I think Seniang happened for a purpose. That it brought the most destruction to places that had previously been destroyed by Yolanda had a meaning that should be hard to miss, that is if one is willing to pay attention. I think Seniang has something to do with the coming of the pope. I think Seniang was the means to remind the pope that "hey, pope, you were supposed to come for the Yolanda victims, so here they are again, just in case you have been distracted from your mission."
When the Vatican first announced that the pope was coming, all that the announcement said was that he would be coming to be with the victims of Yolanda, the most powerful typhoon on record to have ever hit land. There was no word at all of any of the many activities that now jostle for his limited time in the Philippines. Since the pope would be in the neighborhood, he might just as well drop in on the victims of Yolanda in the only predominantly Catholic nation in these parts.
But a lot has changed and changed drastically since then. From what was to be a humble, quiet and deeply touching moment with Yolanda victims as originally planned, the visit has metamorphosed into a grand fiesta, complete with even a supposed sampling of Cebu's Sinulog, making me wonder how the pope can flit from crying with Yolanda's widows and orphans to getting rocked to the beat of festival drums.
Of course it is not everyday that the pope can come for a visit. And I understand that a lot may have to be squeezed into what limited time he has. What I do not understand is why the Philippine organizers, no doubt based in the capital and occupying the highest echelons of religious and political power, would have the pope all to themselves at the expense of more meaningful and relevant visits to other places.
Why, even the pope's visit to Leyte, which bore the brunt of Yolanda's wrath, has been reduced to a mere few hours, making me suspect that had not a visit to Yolanda's victims been the original intention of the papal visit, Philippine organizers would have dropped Leyte altogether from the pope's itinerary. Call me a sour grape or anything but I cannot understand why the pope would even be in the Mall of Asia and not even step for one second on Cebuano soil.
I may be biased for Cebu because I am a Cebuano. By my bias is justifiable and rooted in unassailable fact. Cebu is the birthplace of Christianity in the Philippines. It was from Cebu that Christianity radiated outward in this part of Asia. It was from Cebu that a young lad named Pedro Calungsod would venture out into the vast remoteness of the Pacific and there, on some hostile island, gave up his life to become a martyr for the faith and was eventually rewarded with sainthood.
At the time the pope will be in the Philippines, Cebu will be celebrating the feast day of the Santo Niño, whose sacred image symbolizes the very foundation of Christianity in the Philippines.

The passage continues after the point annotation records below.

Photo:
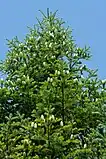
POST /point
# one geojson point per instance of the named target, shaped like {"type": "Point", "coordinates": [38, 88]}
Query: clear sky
{"type": "Point", "coordinates": [86, 18]}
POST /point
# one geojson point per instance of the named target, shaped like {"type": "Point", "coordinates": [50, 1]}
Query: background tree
{"type": "Point", "coordinates": [62, 100]}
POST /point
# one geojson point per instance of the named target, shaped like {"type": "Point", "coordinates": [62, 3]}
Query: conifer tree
{"type": "Point", "coordinates": [63, 101]}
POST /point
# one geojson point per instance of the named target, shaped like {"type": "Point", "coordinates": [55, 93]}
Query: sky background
{"type": "Point", "coordinates": [86, 18]}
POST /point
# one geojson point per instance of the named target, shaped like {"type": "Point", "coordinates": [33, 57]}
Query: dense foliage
{"type": "Point", "coordinates": [51, 104]}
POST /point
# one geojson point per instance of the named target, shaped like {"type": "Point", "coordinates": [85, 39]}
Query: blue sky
{"type": "Point", "coordinates": [86, 18]}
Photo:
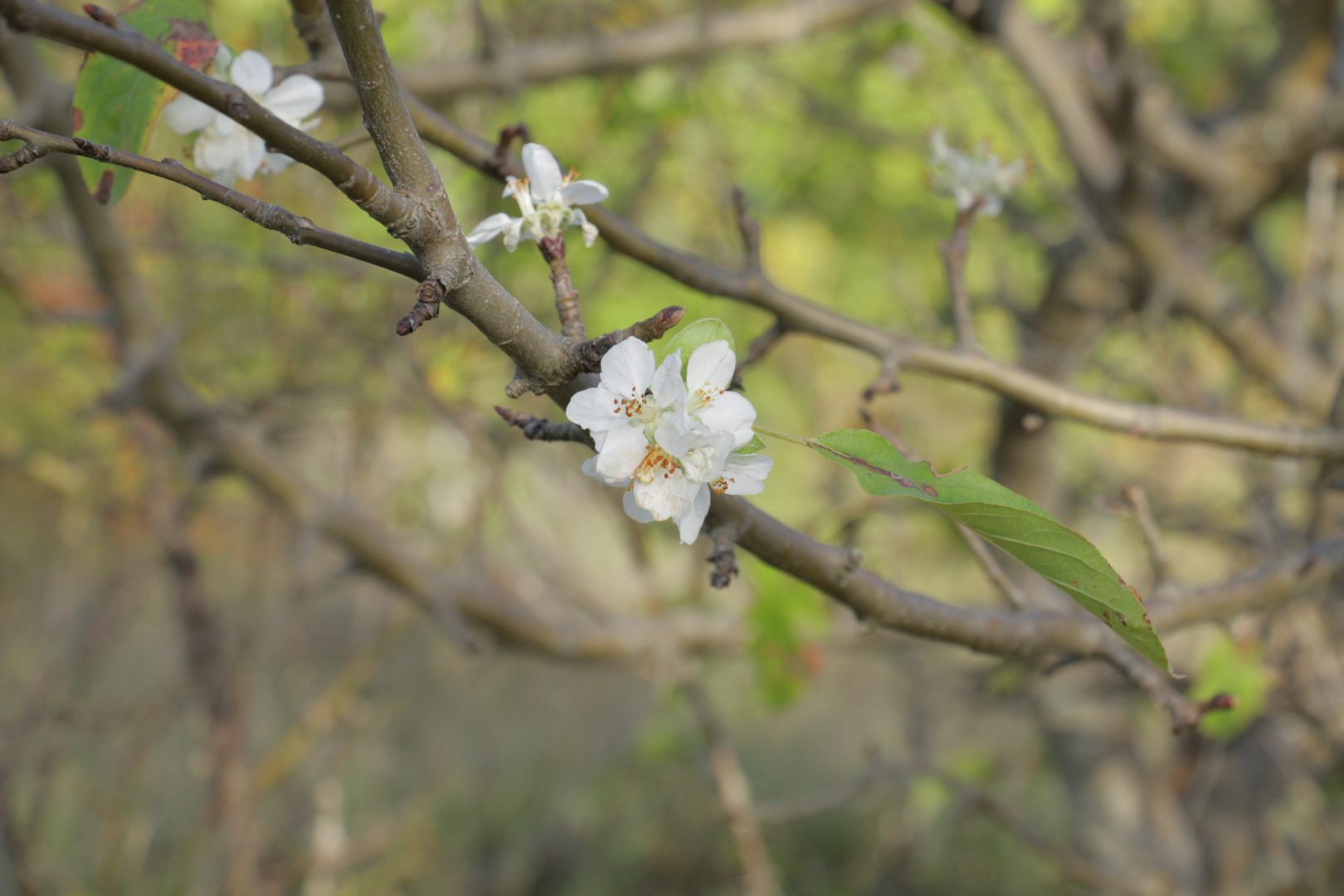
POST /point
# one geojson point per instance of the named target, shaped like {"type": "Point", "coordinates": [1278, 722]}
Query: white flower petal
{"type": "Point", "coordinates": [218, 153]}
{"type": "Point", "coordinates": [628, 368]}
{"type": "Point", "coordinates": [711, 366]}
{"type": "Point", "coordinates": [543, 173]}
{"type": "Point", "coordinates": [253, 73]}
{"type": "Point", "coordinates": [745, 473]}
{"type": "Point", "coordinates": [693, 518]}
{"type": "Point", "coordinates": [622, 453]}
{"type": "Point", "coordinates": [633, 509]}
{"type": "Point", "coordinates": [707, 455]}
{"type": "Point", "coordinates": [186, 114]}
{"type": "Point", "coordinates": [672, 433]}
{"type": "Point", "coordinates": [583, 192]}
{"type": "Point", "coordinates": [513, 232]}
{"type": "Point", "coordinates": [596, 410]}
{"type": "Point", "coordinates": [728, 412]}
{"type": "Point", "coordinates": [665, 497]}
{"type": "Point", "coordinates": [295, 99]}
{"type": "Point", "coordinates": [488, 229]}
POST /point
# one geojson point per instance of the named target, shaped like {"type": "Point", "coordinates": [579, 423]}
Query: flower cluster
{"type": "Point", "coordinates": [227, 151]}
{"type": "Point", "coordinates": [670, 442]}
{"type": "Point", "coordinates": [972, 178]}
{"type": "Point", "coordinates": [548, 201]}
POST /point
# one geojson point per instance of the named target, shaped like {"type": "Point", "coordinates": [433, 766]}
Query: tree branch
{"type": "Point", "coordinates": [801, 316]}
{"type": "Point", "coordinates": [691, 37]}
{"type": "Point", "coordinates": [300, 231]}
{"type": "Point", "coordinates": [431, 230]}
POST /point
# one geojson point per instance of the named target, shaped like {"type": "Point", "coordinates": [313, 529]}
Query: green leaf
{"type": "Point", "coordinates": [753, 446]}
{"type": "Point", "coordinates": [709, 329]}
{"type": "Point", "coordinates": [1238, 670]}
{"type": "Point", "coordinates": [1007, 520]}
{"type": "Point", "coordinates": [784, 620]}
{"type": "Point", "coordinates": [119, 105]}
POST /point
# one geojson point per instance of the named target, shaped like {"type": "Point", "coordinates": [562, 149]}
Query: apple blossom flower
{"type": "Point", "coordinates": [710, 405]}
{"type": "Point", "coordinates": [972, 178]}
{"type": "Point", "coordinates": [670, 449]}
{"type": "Point", "coordinates": [635, 405]}
{"type": "Point", "coordinates": [227, 151]}
{"type": "Point", "coordinates": [548, 202]}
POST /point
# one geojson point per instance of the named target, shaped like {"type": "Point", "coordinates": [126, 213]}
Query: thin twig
{"type": "Point", "coordinates": [566, 297]}
{"type": "Point", "coordinates": [110, 35]}
{"type": "Point", "coordinates": [750, 230]}
{"type": "Point", "coordinates": [299, 230]}
{"type": "Point", "coordinates": [758, 348]}
{"type": "Point", "coordinates": [955, 251]}
{"type": "Point", "coordinates": [724, 558]}
{"type": "Point", "coordinates": [652, 328]}
{"type": "Point", "coordinates": [431, 229]}
{"type": "Point", "coordinates": [543, 430]}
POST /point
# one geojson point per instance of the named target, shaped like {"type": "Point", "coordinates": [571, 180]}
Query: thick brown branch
{"type": "Point", "coordinates": [801, 316]}
{"type": "Point", "coordinates": [431, 230]}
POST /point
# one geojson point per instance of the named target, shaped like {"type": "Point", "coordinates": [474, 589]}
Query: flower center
{"type": "Point", "coordinates": [656, 464]}
{"type": "Point", "coordinates": [706, 394]}
{"type": "Point", "coordinates": [721, 485]}
{"type": "Point", "coordinates": [631, 407]}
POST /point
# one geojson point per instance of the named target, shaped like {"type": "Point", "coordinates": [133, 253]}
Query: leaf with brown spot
{"type": "Point", "coordinates": [1008, 522]}
{"type": "Point", "coordinates": [119, 105]}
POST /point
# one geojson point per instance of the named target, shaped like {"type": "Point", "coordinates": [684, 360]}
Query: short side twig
{"type": "Point", "coordinates": [955, 251]}
{"type": "Point", "coordinates": [566, 297]}
{"type": "Point", "coordinates": [589, 355]}
{"type": "Point", "coordinates": [543, 430]}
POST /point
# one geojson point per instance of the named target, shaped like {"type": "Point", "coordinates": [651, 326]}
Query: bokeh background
{"type": "Point", "coordinates": [377, 757]}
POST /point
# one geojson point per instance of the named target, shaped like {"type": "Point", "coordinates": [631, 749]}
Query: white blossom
{"type": "Point", "coordinates": [227, 151]}
{"type": "Point", "coordinates": [548, 203]}
{"type": "Point", "coordinates": [665, 445]}
{"type": "Point", "coordinates": [972, 178]}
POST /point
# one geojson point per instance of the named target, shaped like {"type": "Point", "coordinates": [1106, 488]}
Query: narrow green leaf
{"type": "Point", "coordinates": [1007, 520]}
{"type": "Point", "coordinates": [116, 104]}
{"type": "Point", "coordinates": [693, 336]}
{"type": "Point", "coordinates": [1239, 670]}
{"type": "Point", "coordinates": [753, 446]}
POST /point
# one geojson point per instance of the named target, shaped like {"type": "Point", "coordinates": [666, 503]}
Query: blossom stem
{"type": "Point", "coordinates": [786, 437]}
{"type": "Point", "coordinates": [566, 297]}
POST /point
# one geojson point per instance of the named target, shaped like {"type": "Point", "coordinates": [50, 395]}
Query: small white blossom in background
{"type": "Point", "coordinates": [225, 149]}
{"type": "Point", "coordinates": [972, 178]}
{"type": "Point", "coordinates": [667, 445]}
{"type": "Point", "coordinates": [548, 201]}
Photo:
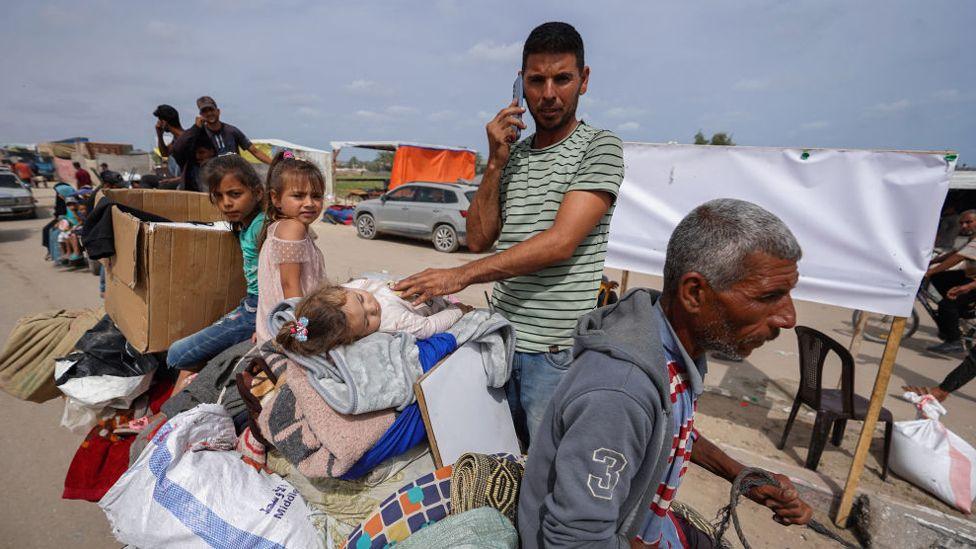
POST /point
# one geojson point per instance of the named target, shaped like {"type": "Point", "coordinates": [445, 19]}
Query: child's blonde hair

How can the Philippine organizers of the pope's visit completely ignore this fact and instead have activities of far lesser importance and significance, such as an exclusive huddle with a few selected and privileged priests and that Mall of Asia event for selected families?
Even worse than the snub is the fact that organizers actually think they can appease Cebuanos by having a Cebu contingent perform a special Sinulog for the pope in Manila. In so doing, the organizers not only succeeded in betraying their lack of sensitivity, they also exposed their ignorance of historical and contemporary fact. The Sinulog is fun and entertainment. It is the "Fiesta Señor" that has religion written all over it. One cannot be substituted or mistaken for the other.
In other words, the Philippine organizers of his visit can cause the Sinulog dance to be performed for the pope a thousand times but that still will not bring him any closer to a clearer appreciation of why the Roman Catholicism that he heads has taken such a strong and intense root in the Philippines. The pope should have come to Cebu if that is the last thing he has to do other than visit Yolanda's still agonizing victims.
What a great betrayal it is for the pope to spend only a few hours with the victims of Yolanda but several days with the sophisticats and metropoles. What a big disappointment it is for the pope to have so little time for the jobless, homeless and hopeless in Yolanda's wake and all of his remaining days in the Philippines in the place of opulence and commerce, where everything is for profit and sale, from souvenirs to privileges.
And how ironic, now that he is here, now that he is so close, for the pope to miss Cebu, the city that is to Philippine Christianity what Mecca is to Islam or Jerusalem is to Judaism. Some are still entertaining the hope that the pope just might spring a surprise. While I do share that hope, it is something I find difficult to believe. There are dynamics in Philippine religion that, as in Philippine politics, are defiant and unyielding even in face of divine reminders like typhoons.